Wednesday, December 12, 2007

2008 Sundance Film Festival News


Sundance Institute and NHK (Japan Broadcasting Corporation) today announced the twelve finalists for the 2008 Sundance/NHK International Filmmakers Award. This annual award supports new visionary artists in international cinema and is presented to emerging film directors from four global regions to support them in realizing their next projects. One winner each from Europe, Latin America, the United States and Japan is selected by members of an international jury. The four winners will be announced during the 2008 Sundance Film Festival and presented with their awards at the Festival Awards Ceremony.

EUROPE:

Janez Burger / CIRCUS FANTASTICUS (Slovenia) – After losing his wife and home to the ravages of war, Stevo and his two children discover a new beginning when a circus arrives at their demolished home to stage a final performance.
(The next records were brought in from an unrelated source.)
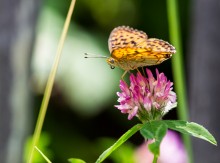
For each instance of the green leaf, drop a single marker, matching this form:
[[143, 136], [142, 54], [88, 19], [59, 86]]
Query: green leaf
[[154, 130], [44, 156], [119, 142], [191, 128], [76, 160]]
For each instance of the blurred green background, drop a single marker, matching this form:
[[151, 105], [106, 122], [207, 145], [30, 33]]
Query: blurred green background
[[81, 120]]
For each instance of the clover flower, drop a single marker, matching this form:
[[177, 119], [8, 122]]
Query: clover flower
[[146, 97]]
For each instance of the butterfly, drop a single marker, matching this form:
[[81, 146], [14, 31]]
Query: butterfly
[[131, 48]]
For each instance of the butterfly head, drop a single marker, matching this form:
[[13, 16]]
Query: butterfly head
[[112, 62]]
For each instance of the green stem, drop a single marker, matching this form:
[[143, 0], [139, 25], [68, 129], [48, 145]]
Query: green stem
[[178, 69], [155, 159], [50, 83]]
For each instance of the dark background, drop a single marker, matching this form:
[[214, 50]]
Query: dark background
[[81, 120]]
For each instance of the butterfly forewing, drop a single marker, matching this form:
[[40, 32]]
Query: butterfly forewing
[[131, 48], [126, 37]]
Radu Jude / The HAPPIEST GIRL IN THE WORLD (Romania) – When working class teenager Delia wins a luxury car in a promotional campaign, she and her parents travel to Bucharest to shoot a commercial in which she must thank the sponsoring company for the car. As the shoot wears on, the car slowly becomes both the object and catalyst of an absurd clash of desire, values, and will between Delia's cash-strapped parents and her youthful self.

Jasmila Zbanic / ON THE PATH (Bosnia and Herzegovina) – A young married couple's love is put to the test as the wife searches for salvation from her war-ravaged past, and her alcoholic husband attempts to find salvation by joining a radical sect of Islam.

LATIN AMERICA:

Alejandro Fernández Almendras / HUACHO (Chile) – Set in the Chilean countryside, HUACHO presents a day in the life of a small rural family struggling to adjust to changing economic realities and a modern world that continues to move on without them.

Paz Fabrega / AGUA FRIA DE MAR (Costa Rica) — On the south pacific coast of Costa Rica, a young woman encounters a strange little girl, who brings on a crisis of unsuspected proportions. She is faced with the limitations and loneliness of her privileged life complicated by the heightened atmosphere of the unpredictable, vast nature, which make human effort seems small and absurd.

Juliana Rojas & Marco Dutra / HARD LABOR (Brazil) – Strange and terrifying things start to happen inside the newly opened store of a young middle-class housewife as family relations and social roles shift when her husband suddenly loses his job.

UNITED STATES:

Braden King / HERE – Measurement and orientation break down in an intensely visual, landscape-obsessed road movie that chronicles the relationship between an American mapmaker and a foreign art photographer who impulsively decide to travel together into deeply uncharted territory.

Jake Mahaffy / FREE IN DEED – A desperate man’s attempt at deliverance while trying to perform a miracle fails and results in the death of a young boy. Recently released from prison, the man returns to the same small town where now his own child has fallen ill.

James Ponsoldt / REFRESH, REFRESH – Three boys in the high desert of central Oregon battle heartbreak and explore the redemptive power of violence when their Marine reservist fathers are called to duty in Iraq.

JAPAN:

Akira Ichinose / LAMPLIGHT AND SHADOWS – A young pregnant woman storms into a store run by an old man and ask s for his son, whom she claims is the father of her baby. An awkward and fragile relationship develops between the young woman and the old man.

Yukihiko Goto / THREE COLD DAYS AND FOUR WARM DAYS – Masayuki, an old Japanese fisherman, stands amidst the snowy hinterland of northeast China, bearing an urn containing the ashes of his late young wife, Lei. Returning to Lei’s village, Masayuki is reminded of the passage of time and longs for what was lost.

Aiko Nagatsu / APOPTOSIS – A young woman suddenly loses her job at a publishing company in Tokyo, which is followed by the loss of her apartment, lover, friends and family. She gradually learns to accept her fate, and starts to understand that some things are never lost.